Having a more stable core will allow you to stay with the horse's large movement better


----------



## paintedpastures (Jun 21, 2011)

posting the trot is the easiest ,know my one mare has a nice powerful forward trot  I love it!! could long trot her all day long.... better than her lope:wink:

PS I'm primarily western rider so don't post my trot regularly,but more if asking for more extented trot,rather than jog


----------



## Kay Armstrong (Jun 28, 2015)

From a dressage rider, it seems to help me if I think about moving my hips from side to side instead of forward and backward. If that makes any sense. As an example, stick your hand out straight with a fist pointing toward the ground. Then rotate your wrist side to side. That's how I think about moving when trying to sit a large trot.


----------



## tinyliny (Oct 31, 2009)

if the horse is "put together" you will be able to sit the trot better. that entails having him on the bit and asking him to slow down, soften to the bit and collect. do you have any idea how to achieve that?


----------



## Jan1975 (Sep 7, 2015)

Someone told me, and I can't remember if it was my trainer or someone here, that it's kind of like pedaling a bicycle. Obviously you don't move your feet, but if you think about that sensation and let your hips move in that way, it sort of helps. Maybe the advice was to pedal a bicycle backwards. This isn't very great advice is it. :lol: Maybe someone here can help, because once I started imagining that, it really did help me sit trot. My horse has a huge trot as well and it was very difficult for me to sit at first, but I got used to it.


----------



## TXhorseman (May 29, 2014)

Horses trot in many different ways. 

Some horses trot with their heads down which raises – not rounds – the back while almost shuffling their feet. Because they don’t raise their feet high, they don’t bend their legs much. Most people find such trots easy to sit.

Other horses flex all the joints of their legs while lifting their legs high. When done with relaxed muscles, these trots can also be easily ridden when sitting. I often have riders feel this difference when trotting over ground poles rather than simply trotting on flat ground. The feeling becomes more springy. 

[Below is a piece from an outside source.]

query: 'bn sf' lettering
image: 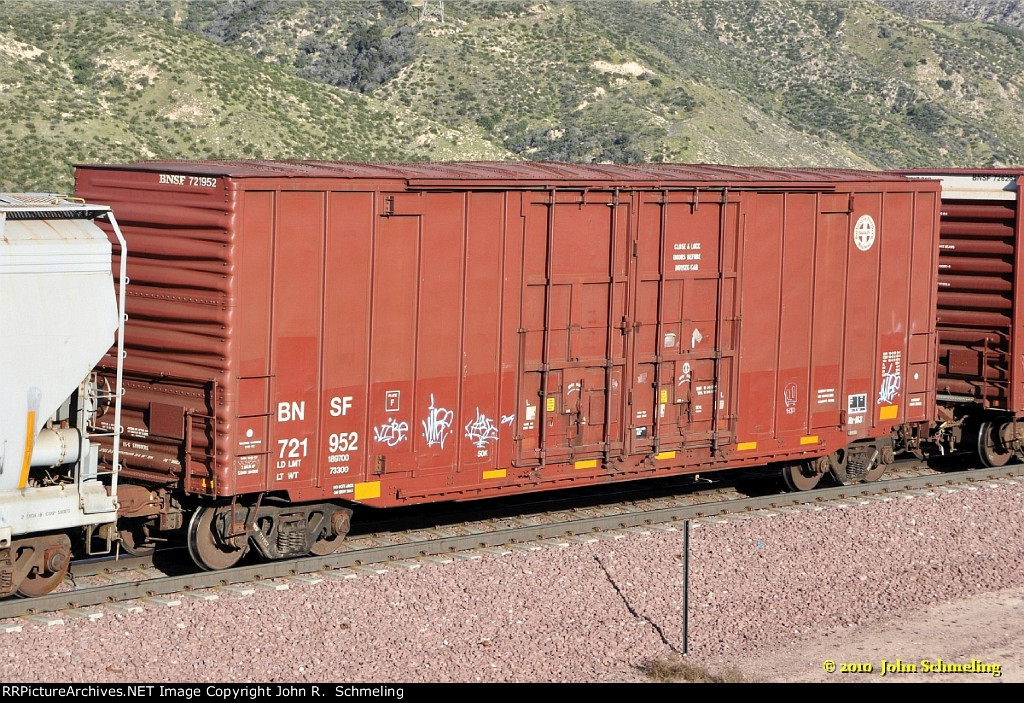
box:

Conversely, if the horse’s muscles are tense, trotting may feel like driving over a bumpy road without springs or shock absorbers. This can be true even if a horse bends the joints of its legs. If the horse’s legs bend less, the bumpiness becomes even greater.

Some trots are easier to sit because the horse’s balance is further back and the horse is using (and flexing) its rear legs more. One can often get an idea of this when trotting uphill rather than when trotting on flat ground. This same feeling may be enhanced when a horse becomes collected – body shortened while hind legs step further under the horse’s body and the back rounds. Understand that such collection takes great effort on the part of the horse and should only be continued for short lengths of time.

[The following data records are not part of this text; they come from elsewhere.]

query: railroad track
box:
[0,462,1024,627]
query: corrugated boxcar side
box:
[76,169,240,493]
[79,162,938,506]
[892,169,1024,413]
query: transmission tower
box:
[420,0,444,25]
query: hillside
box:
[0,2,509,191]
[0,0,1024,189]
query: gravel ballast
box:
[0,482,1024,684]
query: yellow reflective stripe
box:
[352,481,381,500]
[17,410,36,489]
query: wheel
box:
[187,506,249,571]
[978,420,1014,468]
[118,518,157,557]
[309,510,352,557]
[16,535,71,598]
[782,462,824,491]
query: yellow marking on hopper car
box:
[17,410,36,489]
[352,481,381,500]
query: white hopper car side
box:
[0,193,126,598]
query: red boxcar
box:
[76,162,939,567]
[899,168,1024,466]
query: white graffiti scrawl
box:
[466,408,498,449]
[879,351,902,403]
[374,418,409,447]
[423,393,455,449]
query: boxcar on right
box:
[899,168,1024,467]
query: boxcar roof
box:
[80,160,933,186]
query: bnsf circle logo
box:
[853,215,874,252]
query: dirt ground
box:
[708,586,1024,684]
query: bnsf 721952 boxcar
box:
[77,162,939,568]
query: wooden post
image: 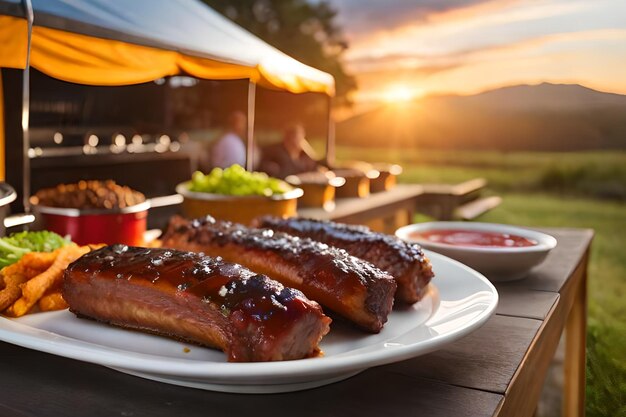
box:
[22,0,34,213]
[246,80,256,171]
[562,254,589,417]
[1,68,25,213]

Tense muscles and energetic push offs when trotting make sitting the trot difficult. This is especially true if the horse is large and bursts off into the trot. Under these circumstances, even finding the rhythm of a rising trot may be difficult.

The best way to achieve a comfortable sitting trot is to release any unnecessary tension in the muscles of both rider and horse. This is a mutual arrangement in that tension in one may easily lead to tension in the other. Thankfully, releasing tension in one can also help lead to a release of tension in the other.

The muscles of a relaxed (tension free – not sloppy) rider can more easily follow the movements of the horse’s muscles. The muscles of a relaxed (tension free) horse move more smoothly and effortlessly. Thus, there is no need for the horse to add any extra energy and the takeoff is easier for the rider to follow even on an extremely large horse.


----------



## BlindHorseEnthusiast4582 (Apr 11, 2016)

tinyliny said:


> if the horse is "put together" you will be able to sit the trot better. that entails having him on the bit and asking him to slow down, soften to the bit and collect. do you have any idea how to achieve that?


No, I don't have any idea. I'm only ridden him once and I don't know when I will again, plus his rider has health problems that prevent her from working on things like that.

@TXhorseman He's relaxed and very willing (doesn't drag his feet or put on the brakes as soon as I ask him to move faster), he's just a lot of horse (even though he's not that big). He's a QH, but has a lot of muscle and is very solidly built.


----------



## TXhorseman (May 29, 2014)

Individuals that are heavily muscled and solidly built have a tendency to use those muscles in a dramatic way. I remember seeing a film back in the 1960's that showed how some professional football players were given ballet lessons in order to learn to use their bodies in a different way. Rather than “muscling” through their movements, they began to “flow”. This same change can be effected in horses.

I occasionally work with a woman and her 17.3-hand Gelderlander. Initially, his movements were very spectacular to watch. However, the way he moved was neither ideal for him nor for a rider. On a hard surface, you could hear him slamming his feet to the ground. We worked to get him to soften his muscles. Eventually, even in the same tempo, his footsteps became quieter. 

Still, because of his size, his movements were exaggerated. He began his trots with a lot of energy and threw the rider forward. This was not so much caused by the speed of the movement as by the impulsion. 

Then, we discovered he could move differently. While trying to obtain a leg yield, King misread the rider’s cues and began to trot. His movement, however, was different. He took the trot so smoothly that his rider was even able to sit the trot for several strides. 

For various reasons, we have not been able to work together much since then, but I am looking forward into trying to develop this new movement more consistently.


----------



## BlindHorseEnthusiast4582 (Apr 11, 2016)

That sounds awesome. I'd love to learn how to smooth him out a bit, but since he isn't mine and I'm not that experienced of a rider, I don't know how that could be done. 


Also I love Gelderlanders, you're so lucky for getting to work with one! I'm jealous.


----------